Zuckermolekül ist Schlüssel
Das Zuckermolekül ist neben Eiweißbausteinen entscheidend für die Wirkung von Antikörpern, so auch für die zerstörerischen Auswirkungen von Autoantikörpern. Die Entschlüsselung der Zuckerseitenkette war Nimmerjahn in Zusammenarbeit mit Forschern der Rockefeller Universität in New York bereits früher gelungen (PNAS 2007; 104: 8433-8437). Sie konnten nachweisen, dass bestimmte Zuckerreste eine Schlüsselfunktion haben und über die zerstörerische Aktivität von Autoantikörpern entscheiden. Den Einfluss von veränderten Zuckerseitenketten untersuchten die Forscher im Tierversuch. Es stellte sich heraus, dass besonders Sialinsäurereste eine Schlüsselfunktion haben. Fehlen diese Zuckerreste, können Autoantikörper ihre zerstörerische Kraft voll entfalten. Entgegen der Vermutung, dass Serumproteine für die Aktivität von Autoantikörpern verantwortlich sind, entdeckten die Forscher zudem, dass spezielle zelluläre Rezeptoren (Fc-Rezeptoren) für die schädigende Wirkung der Autoantikörper verantwortlich zu machen sind. Bereits damals zeichneten die Forscher das Bild neuer Therapiemöglichkeiten bei Autoimmunerkrankungen.

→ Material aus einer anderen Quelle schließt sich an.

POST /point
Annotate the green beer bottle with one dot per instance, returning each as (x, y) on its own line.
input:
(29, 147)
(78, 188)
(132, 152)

Reaktion auch an menschlichen Antikörpern
Die jetzt gelungene Entfernung der Zuckerseitenkette von Antikörpern bewirkte im Tierversuch die erfolgreiche Unterdrückung verschiedener Autoimmunerkrankungen. Injektionen des Enzyms EndoS erlaubten, IgG-assoziierte Zuckermoleküle zu entfernen. Auch in anderen Autoimmunmodellen wie auch bei menschlichen Antikörpern konnte die Seitenkette entfernt werden, und die EndoS interferierte mit proinflammatorischen Prozessen, die durch Antikörper vermittelt werden.
Nicht das ganze Immunsystem unterdrücken
Vorteil des neuen Therapieansatzes wäre, dass das Enzym ganz gezielt auf spezielle Antikörper wirkt und nicht das gesamte Immunsystem unterdrückt, wie dies bei derzeit angewendeten Behandlungsmethoden der Fall ist. Die Folge gängiger Behandlungsverfahren ist deshalb beispielsweise eine erhöhte Anfälligkeit für Infektionen. Der gezielte Angriff auf die Zuckerseitenkette gelang allerdings nicht immer gleich gut und hing von individuellen Subklassen der IgG-Antikörper ab, sodass eine Wirkung möglicherweise nicht bei allen Patienten in gleichem Ausmaß zu erwarten wäre.